両機能とも、無料版を含むすべてのGeminiユーザーが利用できる点が注目に値する。Audio OverviewsはWebとモバイルアプリの両方からアクセス可能で、生成された音声コンテンツは共有やダウンロードも可能となっている。
AIアシスタントの進化と今後の展望
GoogleのCanvas機能がOpenAIのChatGPTに搭載されている同名の機能と似たものを導入していることは、主要AI企業間の機能競争が続いていることを示唆していると言えるだろう。
Googleは最近Geminiに相次いで新機能を追加しているが、これらの新機能はGeminiアプリをより「エージェント的」にする取り組みの一環だ。「エージェント的」とはAIがユーザーに代わって主体的にタスクを遂行する能力を指す。

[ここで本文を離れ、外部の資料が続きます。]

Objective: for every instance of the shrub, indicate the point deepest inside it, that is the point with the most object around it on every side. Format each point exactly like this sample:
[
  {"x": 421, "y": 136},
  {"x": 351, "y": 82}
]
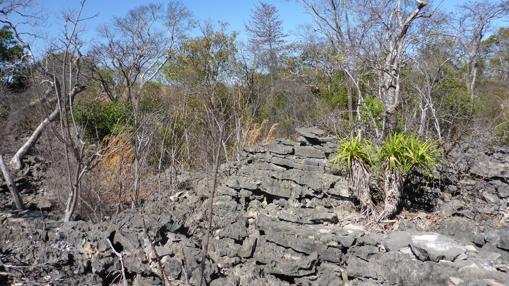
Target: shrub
[
  {"x": 372, "y": 106},
  {"x": 102, "y": 119},
  {"x": 402, "y": 152},
  {"x": 353, "y": 148},
  {"x": 502, "y": 132}
]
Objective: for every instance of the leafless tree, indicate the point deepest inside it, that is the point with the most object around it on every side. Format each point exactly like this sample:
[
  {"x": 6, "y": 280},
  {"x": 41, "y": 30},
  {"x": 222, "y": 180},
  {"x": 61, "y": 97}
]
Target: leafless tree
[
  {"x": 267, "y": 37},
  {"x": 134, "y": 51},
  {"x": 340, "y": 21},
  {"x": 475, "y": 24},
  {"x": 11, "y": 185},
  {"x": 393, "y": 22}
]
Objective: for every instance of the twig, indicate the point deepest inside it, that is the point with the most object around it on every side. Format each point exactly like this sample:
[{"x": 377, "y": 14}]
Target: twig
[
  {"x": 184, "y": 267},
  {"x": 120, "y": 257},
  {"x": 164, "y": 277}
]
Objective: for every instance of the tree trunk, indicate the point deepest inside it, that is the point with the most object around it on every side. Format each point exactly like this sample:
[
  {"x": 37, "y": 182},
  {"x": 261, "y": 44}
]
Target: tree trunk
[
  {"x": 359, "y": 184},
  {"x": 16, "y": 160},
  {"x": 350, "y": 104},
  {"x": 392, "y": 189},
  {"x": 10, "y": 185}
]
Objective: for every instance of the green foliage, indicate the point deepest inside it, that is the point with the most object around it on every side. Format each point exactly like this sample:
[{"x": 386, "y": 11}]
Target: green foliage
[
  {"x": 102, "y": 119},
  {"x": 12, "y": 67},
  {"x": 372, "y": 106},
  {"x": 353, "y": 148},
  {"x": 502, "y": 132},
  {"x": 10, "y": 50},
  {"x": 402, "y": 152},
  {"x": 203, "y": 58}
]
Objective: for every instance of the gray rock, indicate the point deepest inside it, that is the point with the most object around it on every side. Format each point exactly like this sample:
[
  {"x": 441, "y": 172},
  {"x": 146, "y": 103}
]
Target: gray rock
[
  {"x": 309, "y": 152},
  {"x": 397, "y": 240},
  {"x": 279, "y": 148},
  {"x": 248, "y": 246},
  {"x": 435, "y": 247},
  {"x": 503, "y": 241},
  {"x": 490, "y": 168}
]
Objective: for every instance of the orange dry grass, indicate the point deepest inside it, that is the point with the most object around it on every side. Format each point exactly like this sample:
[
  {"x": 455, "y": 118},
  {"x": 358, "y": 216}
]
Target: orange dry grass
[
  {"x": 255, "y": 134},
  {"x": 115, "y": 169}
]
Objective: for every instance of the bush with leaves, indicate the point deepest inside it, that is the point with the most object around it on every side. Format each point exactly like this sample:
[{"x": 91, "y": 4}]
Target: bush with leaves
[
  {"x": 102, "y": 119},
  {"x": 356, "y": 157},
  {"x": 397, "y": 156},
  {"x": 393, "y": 160}
]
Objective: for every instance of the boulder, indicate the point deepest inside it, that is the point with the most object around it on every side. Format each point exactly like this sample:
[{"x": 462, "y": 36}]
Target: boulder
[{"x": 435, "y": 247}]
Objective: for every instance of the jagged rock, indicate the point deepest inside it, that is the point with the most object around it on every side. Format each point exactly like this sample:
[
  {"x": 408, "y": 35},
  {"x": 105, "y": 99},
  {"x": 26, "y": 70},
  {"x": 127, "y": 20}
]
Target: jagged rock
[
  {"x": 309, "y": 152},
  {"x": 312, "y": 134},
  {"x": 397, "y": 240},
  {"x": 435, "y": 247},
  {"x": 278, "y": 260},
  {"x": 279, "y": 148},
  {"x": 487, "y": 167}
]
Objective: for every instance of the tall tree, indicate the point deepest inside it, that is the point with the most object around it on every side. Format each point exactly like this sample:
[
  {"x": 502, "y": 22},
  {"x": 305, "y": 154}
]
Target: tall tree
[
  {"x": 267, "y": 36},
  {"x": 475, "y": 23}
]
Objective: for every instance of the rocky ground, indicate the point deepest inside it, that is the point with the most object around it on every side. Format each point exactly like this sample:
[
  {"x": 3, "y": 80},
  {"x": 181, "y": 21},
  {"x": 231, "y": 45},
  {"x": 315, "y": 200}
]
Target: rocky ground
[{"x": 281, "y": 217}]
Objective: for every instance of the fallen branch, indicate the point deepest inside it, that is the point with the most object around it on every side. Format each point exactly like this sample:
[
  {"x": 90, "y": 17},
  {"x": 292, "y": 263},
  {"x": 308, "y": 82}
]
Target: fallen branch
[
  {"x": 120, "y": 257},
  {"x": 10, "y": 185},
  {"x": 164, "y": 277}
]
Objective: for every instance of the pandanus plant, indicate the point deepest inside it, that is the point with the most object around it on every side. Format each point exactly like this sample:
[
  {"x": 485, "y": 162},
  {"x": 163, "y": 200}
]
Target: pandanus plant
[
  {"x": 355, "y": 158},
  {"x": 398, "y": 156},
  {"x": 359, "y": 158}
]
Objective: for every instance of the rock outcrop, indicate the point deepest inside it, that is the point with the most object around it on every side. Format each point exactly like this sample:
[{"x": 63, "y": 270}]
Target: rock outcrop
[{"x": 282, "y": 217}]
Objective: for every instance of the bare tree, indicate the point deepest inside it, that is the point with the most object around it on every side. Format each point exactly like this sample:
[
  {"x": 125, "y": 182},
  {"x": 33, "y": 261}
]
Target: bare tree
[
  {"x": 341, "y": 22},
  {"x": 133, "y": 53},
  {"x": 267, "y": 36},
  {"x": 11, "y": 185},
  {"x": 475, "y": 24},
  {"x": 393, "y": 20}
]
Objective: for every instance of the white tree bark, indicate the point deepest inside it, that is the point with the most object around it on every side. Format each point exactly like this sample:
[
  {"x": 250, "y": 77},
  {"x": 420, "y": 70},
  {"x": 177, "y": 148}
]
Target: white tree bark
[
  {"x": 10, "y": 185},
  {"x": 16, "y": 160}
]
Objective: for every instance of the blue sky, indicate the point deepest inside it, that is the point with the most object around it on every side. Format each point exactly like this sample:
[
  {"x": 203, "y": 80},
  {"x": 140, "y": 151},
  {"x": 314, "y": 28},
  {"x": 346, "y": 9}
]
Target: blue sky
[{"x": 235, "y": 12}]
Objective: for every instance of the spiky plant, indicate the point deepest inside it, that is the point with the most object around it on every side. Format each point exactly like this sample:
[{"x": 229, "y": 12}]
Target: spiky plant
[
  {"x": 399, "y": 154},
  {"x": 355, "y": 158}
]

Dave Citron氏は「これはAIが代わりに物事を成し遂げるという考え方であり、単に照明をつけるような単純なことだけではなく、数年前まではAIで可能だとは思えなかったような素晴らしいことをますます実現できるようになっています」と説明している。
Googleは今年初めからGeminiエコシステムを大幅に拡張しており、Gemini Liveのビデオと画面共有サポートの追加、AndroidのデフォルトAIアシスタントとしてのGoogle アシスタントからGeminiへの移行計画など、多くの新機能を発表している。さらに、Gemini 2.0 Flash、Flash Lite、2.0 Proという3つの新しいモデルも導入された。
これらの機能強化は、AIが単なる質問応答ツールから、ユーザーの創造性と生産性を高める真のコラボレーターへと進化していることを示している。今後もGoogleはGeminiの機能をさらに拡充し、競争が激化するAIアシスタント市場での優位性を確保していくことが予想される。